Turning Adversaries into Allies: Reversing Typographic Attacks for Multimodal E-Commerce Product Retrieval
Janet Jenq, Hongda Shen
TL;DR
The paper tackles vulnerabilities of vision–language models to typographic attacks in e-commerce search by proposing a practical defense: render product metadata directly onto product images to strengthen image–text alignment. It introduces three inference modes that leverage text-rendered images and uses an adaptive GetMaxFontSize algorithm, along with LLM-based text summarization to keep inputs compact. Across three proprietary datasets and multiple encoders, the approach yields consistent improvements in Acc@1 and Acc@3, with SigLIP and PE showing notable gains and CLIP variants also benefitting; findings highlight the importance of typography, especially font size and center placement. The method requires minimal latency and no model training, making it well-suited for real-world deployment in zero-shot multimodal product retrieval systems.
Abstract
Multimodal product retrieval systems in e-commerce platforms rely on effectively combining visual and textual signals to improve search relevance and user experience.
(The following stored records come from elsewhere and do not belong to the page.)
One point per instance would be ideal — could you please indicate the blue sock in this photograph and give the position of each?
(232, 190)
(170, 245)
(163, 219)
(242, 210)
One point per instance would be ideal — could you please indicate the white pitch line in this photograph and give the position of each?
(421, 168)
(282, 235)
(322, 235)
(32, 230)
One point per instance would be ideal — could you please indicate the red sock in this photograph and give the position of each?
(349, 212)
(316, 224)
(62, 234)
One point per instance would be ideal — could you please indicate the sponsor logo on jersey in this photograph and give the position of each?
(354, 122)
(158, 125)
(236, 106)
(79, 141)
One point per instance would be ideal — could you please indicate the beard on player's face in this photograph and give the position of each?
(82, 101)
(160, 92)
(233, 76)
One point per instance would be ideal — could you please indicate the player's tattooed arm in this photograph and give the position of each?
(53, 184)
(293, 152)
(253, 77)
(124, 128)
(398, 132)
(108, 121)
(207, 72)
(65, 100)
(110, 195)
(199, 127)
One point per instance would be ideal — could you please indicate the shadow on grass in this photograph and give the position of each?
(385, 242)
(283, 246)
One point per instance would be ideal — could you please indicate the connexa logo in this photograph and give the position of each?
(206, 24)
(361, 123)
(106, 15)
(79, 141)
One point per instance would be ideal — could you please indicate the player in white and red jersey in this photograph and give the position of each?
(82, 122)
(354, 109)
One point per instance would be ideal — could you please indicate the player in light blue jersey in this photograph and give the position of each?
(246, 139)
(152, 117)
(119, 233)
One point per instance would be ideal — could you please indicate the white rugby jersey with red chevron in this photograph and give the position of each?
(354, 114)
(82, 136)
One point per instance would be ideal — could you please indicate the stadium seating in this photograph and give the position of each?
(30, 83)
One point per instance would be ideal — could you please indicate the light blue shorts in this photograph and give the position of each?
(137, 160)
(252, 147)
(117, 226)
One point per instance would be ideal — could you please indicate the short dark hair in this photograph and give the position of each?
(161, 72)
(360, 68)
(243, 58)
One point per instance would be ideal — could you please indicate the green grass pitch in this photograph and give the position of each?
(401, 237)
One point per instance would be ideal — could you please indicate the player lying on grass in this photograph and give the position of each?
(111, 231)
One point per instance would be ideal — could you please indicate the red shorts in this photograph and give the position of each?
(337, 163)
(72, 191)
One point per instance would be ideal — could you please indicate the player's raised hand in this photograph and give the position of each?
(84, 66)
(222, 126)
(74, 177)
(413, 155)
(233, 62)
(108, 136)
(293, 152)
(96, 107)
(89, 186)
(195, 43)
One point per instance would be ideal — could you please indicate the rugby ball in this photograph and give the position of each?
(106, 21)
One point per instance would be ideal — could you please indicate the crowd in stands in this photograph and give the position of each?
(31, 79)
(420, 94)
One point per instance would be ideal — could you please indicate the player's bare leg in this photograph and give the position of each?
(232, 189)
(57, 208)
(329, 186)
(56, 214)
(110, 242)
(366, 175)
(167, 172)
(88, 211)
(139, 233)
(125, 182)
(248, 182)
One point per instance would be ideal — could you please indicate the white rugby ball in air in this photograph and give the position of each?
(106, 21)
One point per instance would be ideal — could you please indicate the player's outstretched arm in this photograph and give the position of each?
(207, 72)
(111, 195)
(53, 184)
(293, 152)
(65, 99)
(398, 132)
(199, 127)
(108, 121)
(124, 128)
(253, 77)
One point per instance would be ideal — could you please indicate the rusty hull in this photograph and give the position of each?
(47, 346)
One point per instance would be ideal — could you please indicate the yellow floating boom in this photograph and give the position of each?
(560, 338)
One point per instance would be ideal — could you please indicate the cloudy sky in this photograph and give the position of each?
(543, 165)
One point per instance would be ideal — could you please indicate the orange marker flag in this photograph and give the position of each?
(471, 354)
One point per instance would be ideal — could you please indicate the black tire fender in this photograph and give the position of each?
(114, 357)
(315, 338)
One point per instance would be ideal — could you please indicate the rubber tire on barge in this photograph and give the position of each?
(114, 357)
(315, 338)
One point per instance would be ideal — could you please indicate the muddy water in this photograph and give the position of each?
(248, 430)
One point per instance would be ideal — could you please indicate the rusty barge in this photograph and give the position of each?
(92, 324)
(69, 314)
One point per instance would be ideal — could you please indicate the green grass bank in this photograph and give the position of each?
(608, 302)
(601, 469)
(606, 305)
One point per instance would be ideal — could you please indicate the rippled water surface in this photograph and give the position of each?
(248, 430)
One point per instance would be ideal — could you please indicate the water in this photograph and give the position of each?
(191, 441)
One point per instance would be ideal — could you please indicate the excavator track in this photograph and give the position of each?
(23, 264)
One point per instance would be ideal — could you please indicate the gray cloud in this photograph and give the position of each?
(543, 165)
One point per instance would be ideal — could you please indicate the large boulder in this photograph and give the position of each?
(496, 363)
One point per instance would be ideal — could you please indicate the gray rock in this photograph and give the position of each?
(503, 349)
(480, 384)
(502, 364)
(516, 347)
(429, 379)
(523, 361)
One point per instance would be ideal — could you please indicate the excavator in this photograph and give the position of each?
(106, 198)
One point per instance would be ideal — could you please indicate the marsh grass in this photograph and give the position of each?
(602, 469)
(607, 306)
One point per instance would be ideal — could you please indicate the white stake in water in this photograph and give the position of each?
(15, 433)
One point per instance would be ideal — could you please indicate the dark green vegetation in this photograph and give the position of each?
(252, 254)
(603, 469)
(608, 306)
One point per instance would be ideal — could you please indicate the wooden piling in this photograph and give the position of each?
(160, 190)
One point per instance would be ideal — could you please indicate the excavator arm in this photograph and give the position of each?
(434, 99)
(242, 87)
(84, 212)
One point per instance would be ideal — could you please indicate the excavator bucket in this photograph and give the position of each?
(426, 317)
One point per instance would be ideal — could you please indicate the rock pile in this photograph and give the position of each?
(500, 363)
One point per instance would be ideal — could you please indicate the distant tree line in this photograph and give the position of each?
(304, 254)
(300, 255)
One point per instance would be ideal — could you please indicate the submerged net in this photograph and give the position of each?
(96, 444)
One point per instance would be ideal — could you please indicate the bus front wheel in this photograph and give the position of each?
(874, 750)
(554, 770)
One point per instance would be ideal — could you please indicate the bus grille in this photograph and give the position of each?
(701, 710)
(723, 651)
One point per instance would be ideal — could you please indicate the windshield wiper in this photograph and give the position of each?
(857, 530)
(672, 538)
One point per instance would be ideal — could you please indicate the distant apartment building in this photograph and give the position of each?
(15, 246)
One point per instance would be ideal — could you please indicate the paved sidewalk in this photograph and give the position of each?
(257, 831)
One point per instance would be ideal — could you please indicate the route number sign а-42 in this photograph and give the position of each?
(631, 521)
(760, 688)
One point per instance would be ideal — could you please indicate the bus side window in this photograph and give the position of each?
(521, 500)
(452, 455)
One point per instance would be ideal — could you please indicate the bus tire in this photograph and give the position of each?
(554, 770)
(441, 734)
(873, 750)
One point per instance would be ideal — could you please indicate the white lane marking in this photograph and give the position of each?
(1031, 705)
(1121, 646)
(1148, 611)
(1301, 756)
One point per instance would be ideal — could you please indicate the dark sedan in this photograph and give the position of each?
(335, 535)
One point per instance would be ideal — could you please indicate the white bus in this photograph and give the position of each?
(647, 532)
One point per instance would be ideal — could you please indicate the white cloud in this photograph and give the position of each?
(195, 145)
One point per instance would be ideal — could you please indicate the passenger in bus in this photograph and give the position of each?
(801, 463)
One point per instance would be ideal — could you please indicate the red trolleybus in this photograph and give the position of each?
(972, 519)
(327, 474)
However, vision-language models such as CLIP are vulnerable to typographic attacks, where misleading or irrelevant text embedded in images skews model predictions. In this work, we propose a novel method that reverses the logic of typographic attacks by rendering relevant textual content (e.g., titles, descriptions) directly onto product images to perform vision-text compression, thereby strengthening image-text alignment and boosting multimodal product retrieval performance. We evaluate our method on three vertical-specific e-commerce datasets (sneakers, handbags, and trading cards) using six state-of-the-art vision foundation models. Our experiments demonstrate consistent improvements in unimodal and multimodal retrieval accuracy across categories and model families. Our findings suggest that visually rendering product metadata is a simple yet effective enhancement for zero-shot multimodal retrieval in e-commerce applications.